Large U.K. plan sponsors are considering different approaches to collective defined contribution plan design as the U.K. government finalizes requirements for these plans.
Consultants said while the U.K. government endorsed the CDC plan design being launched by Royal Mail Group Ltd. as one that could be replicated by other companies, the government also is eager to allow other approaches that could work under the requirements proposed July 19.
Some plan sponsors want to pursue other CDC models with different accrual rates or ones that tackle intergenerational fairness differently to the design of Royal Mail’s Collective Pension Plan that is set to launch in 2022.
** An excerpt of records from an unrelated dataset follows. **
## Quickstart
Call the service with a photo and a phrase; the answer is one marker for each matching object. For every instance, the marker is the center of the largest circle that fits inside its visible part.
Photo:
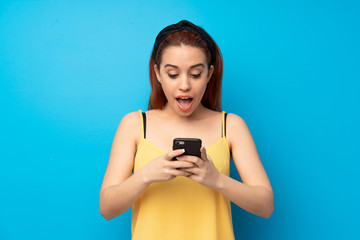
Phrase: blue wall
(70, 70)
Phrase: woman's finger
(170, 155)
(203, 154)
(197, 161)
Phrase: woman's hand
(164, 168)
(204, 171)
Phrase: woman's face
(183, 75)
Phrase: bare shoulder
(130, 126)
(234, 121)
(236, 129)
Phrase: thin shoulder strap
(143, 123)
(224, 124)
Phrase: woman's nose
(185, 84)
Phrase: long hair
(212, 95)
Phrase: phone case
(191, 145)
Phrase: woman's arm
(255, 193)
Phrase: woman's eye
(196, 75)
(173, 75)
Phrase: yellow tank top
(182, 208)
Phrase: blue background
(70, 70)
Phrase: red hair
(212, 95)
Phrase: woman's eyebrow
(196, 65)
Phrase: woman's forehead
(183, 56)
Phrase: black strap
(224, 125)
(144, 123)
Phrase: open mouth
(184, 103)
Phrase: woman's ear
(211, 70)
(157, 72)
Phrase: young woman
(187, 198)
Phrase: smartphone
(191, 145)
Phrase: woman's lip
(183, 108)
(184, 96)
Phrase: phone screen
(191, 145)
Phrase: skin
(184, 71)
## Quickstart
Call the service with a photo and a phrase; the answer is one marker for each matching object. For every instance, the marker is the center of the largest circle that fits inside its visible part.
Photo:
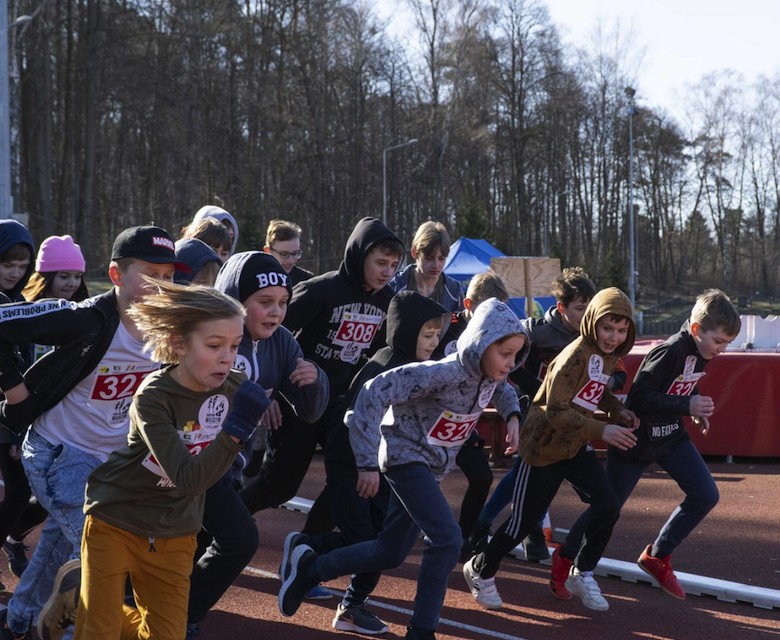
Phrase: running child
(144, 505)
(554, 446)
(663, 392)
(435, 406)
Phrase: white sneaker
(483, 589)
(585, 588)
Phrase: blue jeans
(228, 540)
(358, 520)
(416, 503)
(686, 467)
(58, 476)
(502, 496)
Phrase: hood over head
(14, 232)
(366, 233)
(610, 301)
(492, 320)
(213, 211)
(407, 313)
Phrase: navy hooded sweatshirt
(339, 324)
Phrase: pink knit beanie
(59, 253)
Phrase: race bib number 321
(452, 429)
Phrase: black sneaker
(17, 557)
(536, 546)
(5, 631)
(417, 634)
(297, 582)
(358, 619)
(59, 612)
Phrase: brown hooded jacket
(561, 420)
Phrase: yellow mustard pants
(160, 575)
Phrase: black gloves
(250, 402)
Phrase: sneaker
(536, 546)
(296, 585)
(5, 631)
(17, 557)
(585, 588)
(318, 593)
(560, 572)
(661, 570)
(358, 619)
(483, 589)
(293, 539)
(59, 612)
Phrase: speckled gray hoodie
(424, 411)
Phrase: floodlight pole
(630, 110)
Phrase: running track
(739, 542)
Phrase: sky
(682, 39)
(679, 40)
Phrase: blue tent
(469, 256)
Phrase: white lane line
(376, 604)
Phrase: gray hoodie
(424, 411)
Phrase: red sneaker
(560, 573)
(661, 570)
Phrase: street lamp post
(630, 110)
(5, 118)
(384, 175)
(6, 192)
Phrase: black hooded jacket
(326, 311)
(406, 315)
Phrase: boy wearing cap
(270, 356)
(76, 398)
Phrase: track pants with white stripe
(535, 489)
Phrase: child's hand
(512, 435)
(628, 418)
(621, 437)
(701, 407)
(704, 424)
(305, 373)
(272, 419)
(368, 483)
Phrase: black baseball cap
(148, 243)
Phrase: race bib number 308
(452, 429)
(359, 328)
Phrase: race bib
(196, 436)
(114, 386)
(589, 396)
(355, 333)
(452, 429)
(685, 383)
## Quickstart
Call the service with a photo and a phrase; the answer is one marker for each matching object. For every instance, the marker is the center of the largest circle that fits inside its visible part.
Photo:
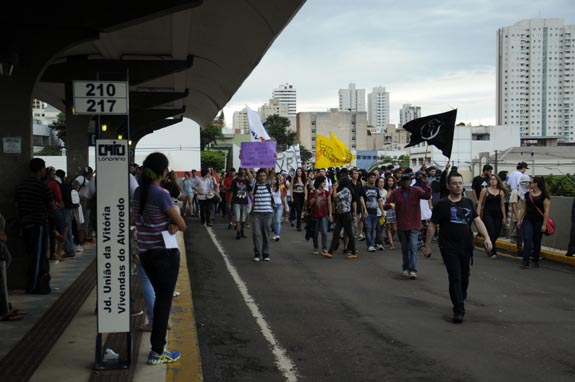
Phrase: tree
(214, 159)
(59, 126)
(210, 135)
(276, 127)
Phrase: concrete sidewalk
(550, 254)
(72, 357)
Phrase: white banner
(289, 159)
(113, 229)
(257, 131)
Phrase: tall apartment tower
(378, 108)
(535, 78)
(286, 93)
(408, 113)
(351, 99)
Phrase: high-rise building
(378, 109)
(535, 78)
(286, 93)
(352, 99)
(272, 108)
(408, 113)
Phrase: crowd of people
(416, 207)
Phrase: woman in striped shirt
(155, 213)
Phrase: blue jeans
(320, 225)
(408, 241)
(261, 230)
(277, 219)
(531, 239)
(162, 267)
(370, 227)
(147, 291)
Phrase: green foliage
(560, 185)
(402, 161)
(60, 126)
(49, 151)
(214, 159)
(276, 127)
(210, 135)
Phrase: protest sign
(258, 154)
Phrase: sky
(435, 54)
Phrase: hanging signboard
(101, 97)
(113, 227)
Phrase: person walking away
(515, 176)
(533, 220)
(390, 216)
(406, 199)
(33, 200)
(571, 246)
(299, 194)
(480, 182)
(321, 213)
(346, 214)
(155, 213)
(205, 189)
(187, 187)
(241, 187)
(517, 201)
(491, 210)
(370, 202)
(280, 203)
(453, 216)
(262, 215)
(382, 194)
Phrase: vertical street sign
(113, 228)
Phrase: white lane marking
(283, 362)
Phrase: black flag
(434, 129)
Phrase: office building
(286, 94)
(352, 99)
(535, 78)
(378, 109)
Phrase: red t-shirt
(319, 208)
(228, 186)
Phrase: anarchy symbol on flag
(430, 129)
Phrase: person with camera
(454, 215)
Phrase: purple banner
(258, 154)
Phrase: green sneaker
(166, 357)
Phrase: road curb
(184, 337)
(547, 254)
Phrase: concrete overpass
(182, 58)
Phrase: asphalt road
(360, 320)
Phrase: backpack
(66, 190)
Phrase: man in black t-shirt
(454, 214)
(241, 186)
(481, 181)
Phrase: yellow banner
(331, 152)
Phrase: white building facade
(286, 94)
(352, 99)
(378, 109)
(535, 78)
(274, 107)
(408, 113)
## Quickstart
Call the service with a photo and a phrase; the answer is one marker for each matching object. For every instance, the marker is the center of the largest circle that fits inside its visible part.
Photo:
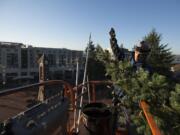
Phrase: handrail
(68, 88)
(153, 126)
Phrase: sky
(68, 23)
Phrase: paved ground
(15, 103)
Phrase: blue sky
(68, 23)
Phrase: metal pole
(75, 110)
(84, 79)
(89, 97)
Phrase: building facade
(18, 61)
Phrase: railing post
(93, 93)
(41, 92)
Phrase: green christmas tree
(160, 57)
(156, 89)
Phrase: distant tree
(160, 57)
(96, 66)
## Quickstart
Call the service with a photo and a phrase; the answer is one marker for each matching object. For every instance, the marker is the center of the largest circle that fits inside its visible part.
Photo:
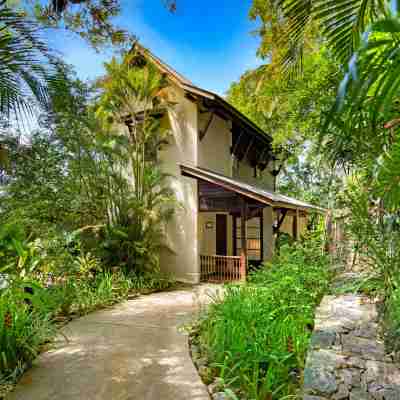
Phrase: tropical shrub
(23, 327)
(256, 337)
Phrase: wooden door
(221, 235)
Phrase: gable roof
(212, 98)
(273, 199)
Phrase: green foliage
(144, 202)
(22, 331)
(257, 335)
(17, 256)
(27, 65)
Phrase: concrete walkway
(134, 351)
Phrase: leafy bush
(256, 337)
(22, 328)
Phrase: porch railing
(215, 268)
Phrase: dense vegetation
(256, 337)
(76, 234)
(82, 205)
(329, 96)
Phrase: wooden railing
(222, 268)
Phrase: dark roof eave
(230, 109)
(274, 200)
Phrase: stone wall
(347, 359)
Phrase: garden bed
(29, 322)
(252, 343)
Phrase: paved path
(133, 351)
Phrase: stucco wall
(181, 257)
(215, 147)
(287, 225)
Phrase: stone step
(346, 359)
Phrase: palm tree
(26, 65)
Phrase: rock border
(347, 358)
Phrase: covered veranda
(246, 219)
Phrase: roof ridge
(162, 64)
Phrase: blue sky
(210, 42)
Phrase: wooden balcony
(220, 269)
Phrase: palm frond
(26, 65)
(374, 74)
(342, 23)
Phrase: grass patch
(256, 338)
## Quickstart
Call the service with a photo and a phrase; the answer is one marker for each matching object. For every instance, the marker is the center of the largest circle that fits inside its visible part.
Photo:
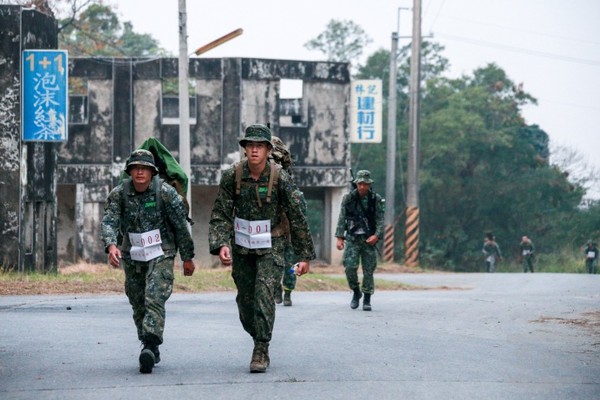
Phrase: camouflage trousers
(148, 285)
(358, 252)
(289, 277)
(256, 277)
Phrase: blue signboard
(366, 111)
(44, 98)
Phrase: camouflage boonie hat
(281, 153)
(363, 176)
(256, 133)
(141, 157)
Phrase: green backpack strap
(273, 177)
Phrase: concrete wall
(52, 195)
(126, 105)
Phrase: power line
(536, 53)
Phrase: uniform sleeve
(176, 214)
(221, 220)
(340, 230)
(111, 221)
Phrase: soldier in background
(281, 155)
(527, 255)
(359, 229)
(591, 256)
(144, 204)
(265, 190)
(491, 252)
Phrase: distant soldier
(281, 155)
(591, 257)
(145, 207)
(254, 205)
(359, 229)
(491, 252)
(527, 254)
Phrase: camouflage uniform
(356, 250)
(527, 253)
(257, 272)
(491, 252)
(149, 284)
(282, 156)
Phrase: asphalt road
(469, 336)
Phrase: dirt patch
(588, 320)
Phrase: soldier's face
(257, 152)
(362, 188)
(140, 174)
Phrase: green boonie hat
(141, 157)
(363, 176)
(256, 133)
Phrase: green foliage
(97, 31)
(342, 41)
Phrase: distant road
(485, 336)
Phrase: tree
(342, 41)
(91, 28)
(97, 31)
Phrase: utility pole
(412, 195)
(388, 237)
(184, 102)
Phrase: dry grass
(102, 279)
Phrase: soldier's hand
(372, 240)
(225, 256)
(114, 256)
(188, 268)
(303, 268)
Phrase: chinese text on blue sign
(45, 95)
(366, 111)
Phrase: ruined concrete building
(52, 194)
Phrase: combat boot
(147, 358)
(287, 298)
(355, 298)
(367, 302)
(278, 298)
(260, 357)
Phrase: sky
(552, 47)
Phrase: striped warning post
(388, 243)
(412, 237)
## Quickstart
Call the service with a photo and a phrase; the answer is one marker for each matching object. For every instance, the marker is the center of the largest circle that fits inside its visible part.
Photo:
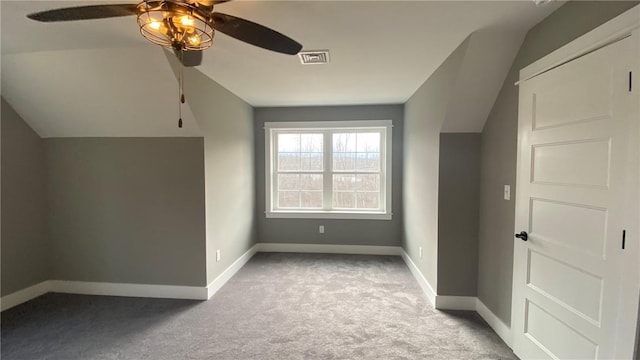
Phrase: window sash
(328, 171)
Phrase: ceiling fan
(186, 26)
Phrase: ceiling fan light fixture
(175, 24)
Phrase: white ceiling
(97, 78)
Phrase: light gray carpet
(279, 306)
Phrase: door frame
(624, 25)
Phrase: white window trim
(333, 214)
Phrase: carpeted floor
(279, 306)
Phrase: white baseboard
(329, 249)
(24, 295)
(121, 289)
(496, 324)
(131, 290)
(456, 302)
(226, 275)
(471, 303)
(422, 281)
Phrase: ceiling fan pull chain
(181, 88)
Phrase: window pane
(311, 199)
(368, 161)
(288, 161)
(288, 143)
(345, 142)
(310, 182)
(344, 200)
(368, 200)
(311, 143)
(368, 182)
(368, 142)
(311, 161)
(288, 182)
(288, 199)
(344, 182)
(344, 161)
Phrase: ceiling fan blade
(84, 12)
(189, 58)
(255, 34)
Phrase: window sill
(346, 215)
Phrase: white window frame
(328, 127)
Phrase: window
(328, 169)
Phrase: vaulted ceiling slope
(101, 78)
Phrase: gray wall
(127, 210)
(344, 232)
(227, 124)
(425, 113)
(499, 138)
(24, 209)
(458, 199)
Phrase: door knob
(523, 236)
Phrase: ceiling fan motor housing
(176, 24)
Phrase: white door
(577, 170)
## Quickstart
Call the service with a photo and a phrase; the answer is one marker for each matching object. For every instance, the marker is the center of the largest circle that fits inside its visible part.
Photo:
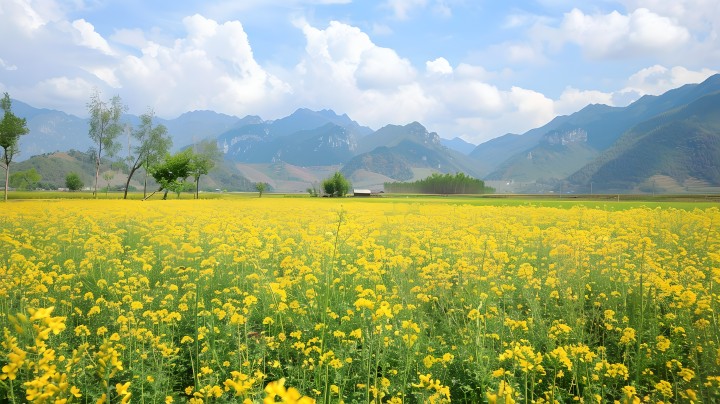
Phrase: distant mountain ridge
(565, 145)
(619, 149)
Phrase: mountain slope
(532, 157)
(397, 152)
(50, 131)
(681, 144)
(459, 145)
(303, 138)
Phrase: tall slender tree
(105, 128)
(153, 142)
(203, 159)
(11, 128)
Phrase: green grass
(599, 201)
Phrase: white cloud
(7, 66)
(212, 67)
(344, 70)
(658, 79)
(86, 36)
(402, 8)
(62, 89)
(612, 35)
(572, 100)
(439, 66)
(701, 16)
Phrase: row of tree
(149, 150)
(458, 183)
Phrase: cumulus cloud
(617, 35)
(86, 36)
(439, 66)
(211, 67)
(343, 69)
(402, 8)
(573, 99)
(7, 66)
(658, 79)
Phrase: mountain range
(669, 143)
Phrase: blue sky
(470, 68)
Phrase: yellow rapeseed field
(304, 300)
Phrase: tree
(172, 172)
(107, 176)
(203, 160)
(25, 179)
(73, 182)
(105, 127)
(336, 185)
(260, 186)
(152, 144)
(11, 128)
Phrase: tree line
(458, 183)
(148, 149)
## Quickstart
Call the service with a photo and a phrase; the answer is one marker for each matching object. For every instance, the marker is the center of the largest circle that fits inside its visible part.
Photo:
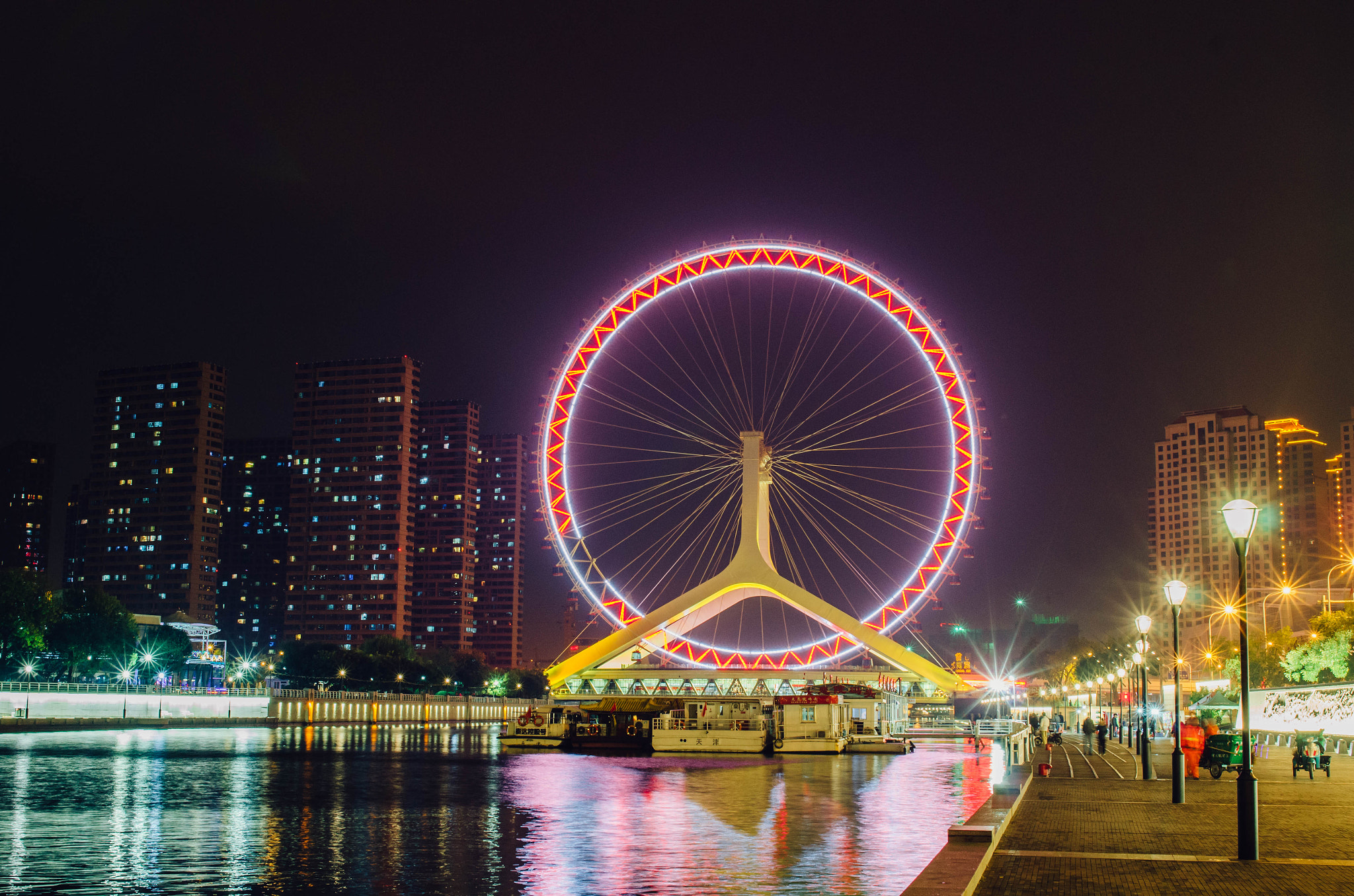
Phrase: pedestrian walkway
(1094, 827)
In the Royal Mail model, participants will receive the same amount of benefit per pay, and each year all participants will see the same benefit increases or decreases, said Simon Eagle, senior director at Willis Towers Watson PLC in London. “This approach is likely to suit some other employers who want to provide CDC pensions, but not all. Some others could want a scheme in which each member gets a contribution of the same percentage of pay, which is then converted into a CDC pension, albeit resulting in different pension levels for each member,” he said.
“Some employers might want to share pension funding movements across employees in a different way to the Royal Mail design,” where current and future benefit increases and decreases are the same for every participant, he added.
Steven Taylor, partner at Lane Clark & Peacock LLP in London, added that many U.K. DB funds with more than a single DB plan for employees might want multiple CDC sections with different accrual rates to forestall younger participants subsidizing benefits of older participants when it comes to benefit decreases.